Tłok oprócz tego że na górze jak zwykle czarny i przykopcony to też pod pierścieniami czarny i lekko brązowy.
Wychodzi na to że tłok ma duże luzy i jest nieszczelny. cylinder też ''wychodzony''
Decyzja została podjęta, jutro wyciągam silnik z ramy i wiozę do pewnego pana Big Grin który wyprostuje wał zrobi szlif założy nowy tłok pierścienie i chyba łożyska (od tego krzywego wału pewnie rozklepanie ) no i co będzie bardziej zużyte także do wymiany. Kiedy silnik będzie w remoncie to rurę wyczyszczę choć był 3 lata temu czyszczona ( komarek mało jeździł, bardziej się remontował Big Grin).

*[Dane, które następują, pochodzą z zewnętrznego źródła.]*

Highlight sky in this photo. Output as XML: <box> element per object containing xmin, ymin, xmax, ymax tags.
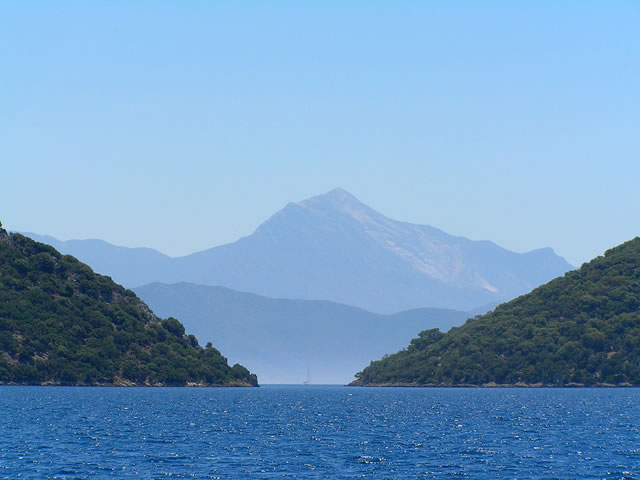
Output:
<box><xmin>0</xmin><ymin>0</ymin><xmax>640</xmax><ymax>266</ymax></box>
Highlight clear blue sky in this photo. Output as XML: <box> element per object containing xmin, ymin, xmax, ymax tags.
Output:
<box><xmin>0</xmin><ymin>0</ymin><xmax>640</xmax><ymax>265</ymax></box>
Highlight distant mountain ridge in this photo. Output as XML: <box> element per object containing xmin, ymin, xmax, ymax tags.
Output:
<box><xmin>352</xmin><ymin>237</ymin><xmax>640</xmax><ymax>386</ymax></box>
<box><xmin>25</xmin><ymin>189</ymin><xmax>573</xmax><ymax>313</ymax></box>
<box><xmin>0</xmin><ymin>228</ymin><xmax>257</xmax><ymax>386</ymax></box>
<box><xmin>135</xmin><ymin>283</ymin><xmax>469</xmax><ymax>384</ymax></box>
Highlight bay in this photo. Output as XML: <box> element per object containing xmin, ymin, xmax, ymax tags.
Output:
<box><xmin>0</xmin><ymin>386</ymin><xmax>640</xmax><ymax>479</ymax></box>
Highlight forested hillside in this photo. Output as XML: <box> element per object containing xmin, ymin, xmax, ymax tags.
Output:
<box><xmin>0</xmin><ymin>224</ymin><xmax>257</xmax><ymax>386</ymax></box>
<box><xmin>353</xmin><ymin>238</ymin><xmax>640</xmax><ymax>386</ymax></box>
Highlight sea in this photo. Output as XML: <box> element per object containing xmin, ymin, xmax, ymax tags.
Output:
<box><xmin>0</xmin><ymin>385</ymin><xmax>640</xmax><ymax>479</ymax></box>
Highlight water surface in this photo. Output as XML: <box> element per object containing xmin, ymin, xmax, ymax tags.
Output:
<box><xmin>0</xmin><ymin>386</ymin><xmax>640</xmax><ymax>479</ymax></box>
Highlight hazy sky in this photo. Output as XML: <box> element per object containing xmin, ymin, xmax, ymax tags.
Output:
<box><xmin>0</xmin><ymin>0</ymin><xmax>640</xmax><ymax>265</ymax></box>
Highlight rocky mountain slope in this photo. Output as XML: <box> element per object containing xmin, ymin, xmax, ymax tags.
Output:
<box><xmin>354</xmin><ymin>238</ymin><xmax>640</xmax><ymax>386</ymax></box>
<box><xmin>27</xmin><ymin>189</ymin><xmax>572</xmax><ymax>313</ymax></box>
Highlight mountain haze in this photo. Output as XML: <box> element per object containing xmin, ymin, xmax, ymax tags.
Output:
<box><xmin>0</xmin><ymin>225</ymin><xmax>257</xmax><ymax>386</ymax></box>
<box><xmin>353</xmin><ymin>237</ymin><xmax>640</xmax><ymax>386</ymax></box>
<box><xmin>27</xmin><ymin>189</ymin><xmax>572</xmax><ymax>313</ymax></box>
<box><xmin>135</xmin><ymin>283</ymin><xmax>468</xmax><ymax>384</ymax></box>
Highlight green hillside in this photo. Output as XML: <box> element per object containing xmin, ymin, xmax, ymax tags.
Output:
<box><xmin>353</xmin><ymin>238</ymin><xmax>640</xmax><ymax>386</ymax></box>
<box><xmin>0</xmin><ymin>224</ymin><xmax>257</xmax><ymax>386</ymax></box>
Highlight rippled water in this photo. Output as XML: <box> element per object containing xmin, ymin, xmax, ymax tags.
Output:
<box><xmin>0</xmin><ymin>386</ymin><xmax>640</xmax><ymax>479</ymax></box>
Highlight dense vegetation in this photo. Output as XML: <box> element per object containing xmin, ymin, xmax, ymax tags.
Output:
<box><xmin>0</xmin><ymin>224</ymin><xmax>257</xmax><ymax>386</ymax></box>
<box><xmin>353</xmin><ymin>238</ymin><xmax>640</xmax><ymax>386</ymax></box>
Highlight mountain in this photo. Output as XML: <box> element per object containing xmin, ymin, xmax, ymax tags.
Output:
<box><xmin>135</xmin><ymin>283</ymin><xmax>468</xmax><ymax>384</ymax></box>
<box><xmin>353</xmin><ymin>238</ymin><xmax>640</xmax><ymax>386</ymax></box>
<box><xmin>0</xmin><ymin>225</ymin><xmax>257</xmax><ymax>386</ymax></box>
<box><xmin>25</xmin><ymin>189</ymin><xmax>572</xmax><ymax>313</ymax></box>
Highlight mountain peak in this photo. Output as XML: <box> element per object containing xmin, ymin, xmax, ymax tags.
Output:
<box><xmin>299</xmin><ymin>187</ymin><xmax>364</xmax><ymax>206</ymax></box>
<box><xmin>296</xmin><ymin>188</ymin><xmax>381</xmax><ymax>221</ymax></box>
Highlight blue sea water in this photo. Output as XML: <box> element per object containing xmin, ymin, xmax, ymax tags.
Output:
<box><xmin>0</xmin><ymin>386</ymin><xmax>640</xmax><ymax>479</ymax></box>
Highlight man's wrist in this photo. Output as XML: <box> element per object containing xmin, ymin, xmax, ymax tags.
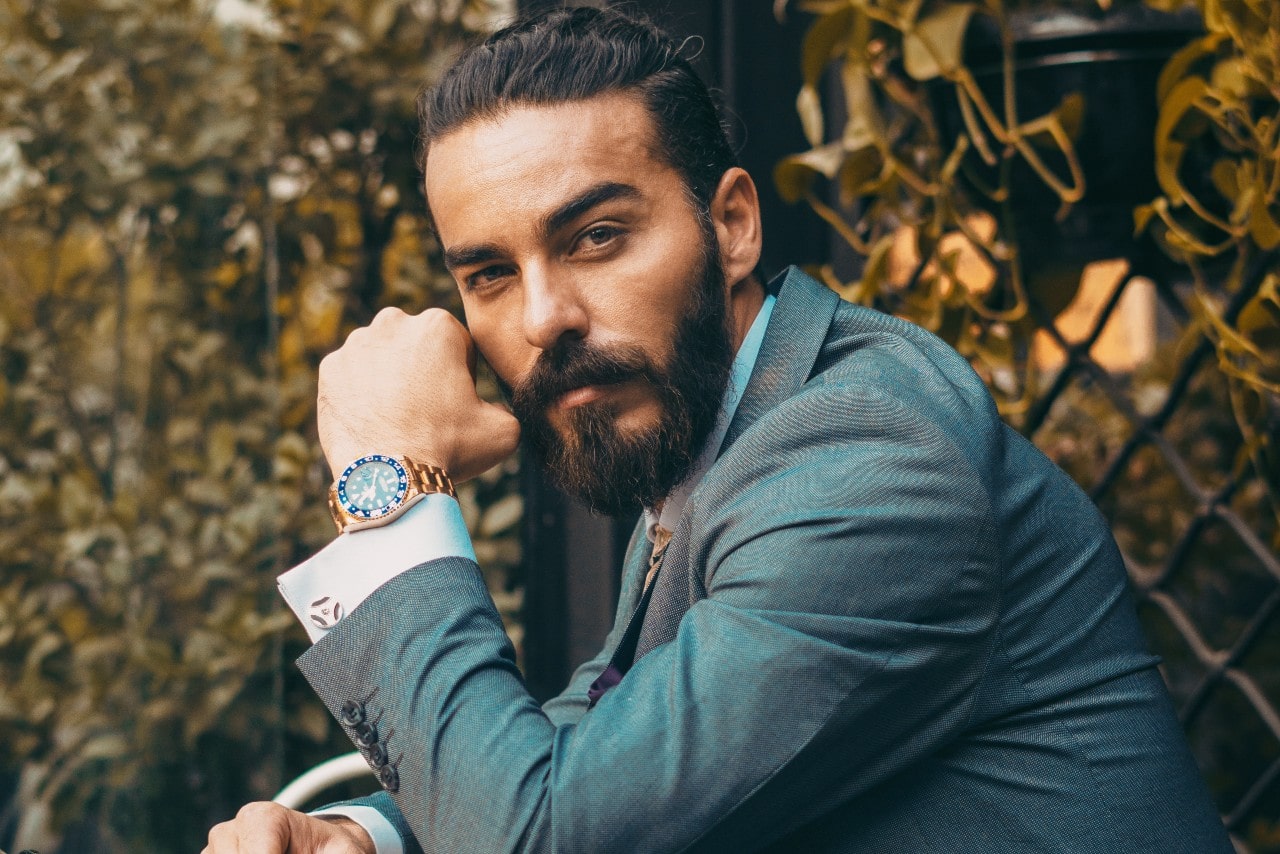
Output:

Ten sam koleś co robił dla brata MZ'ke robił będzie komarka Big Grin
dobranoc
To czekamy
Witam
Na wstępie dziękuje za pomoc w naprawie komarka.
Mój bzyk dzisiaj wrócił z remontu. Włożyłem silnik w ramę i kopałem pół dnia, (takiej kompresji to w nim jeszcze nie widziałem Big Grin) aby się trochę dotarł Wieczorem stwierdziłem że czas go odpalić (silnik zimny) Zapalił za pierwszym kopemhura ale zaraz go zgasiłem żeby nie przesadzać Tongue
Komarek igiełka Big Grin Koszt remontu to 240zł u znajomego mojego ojca.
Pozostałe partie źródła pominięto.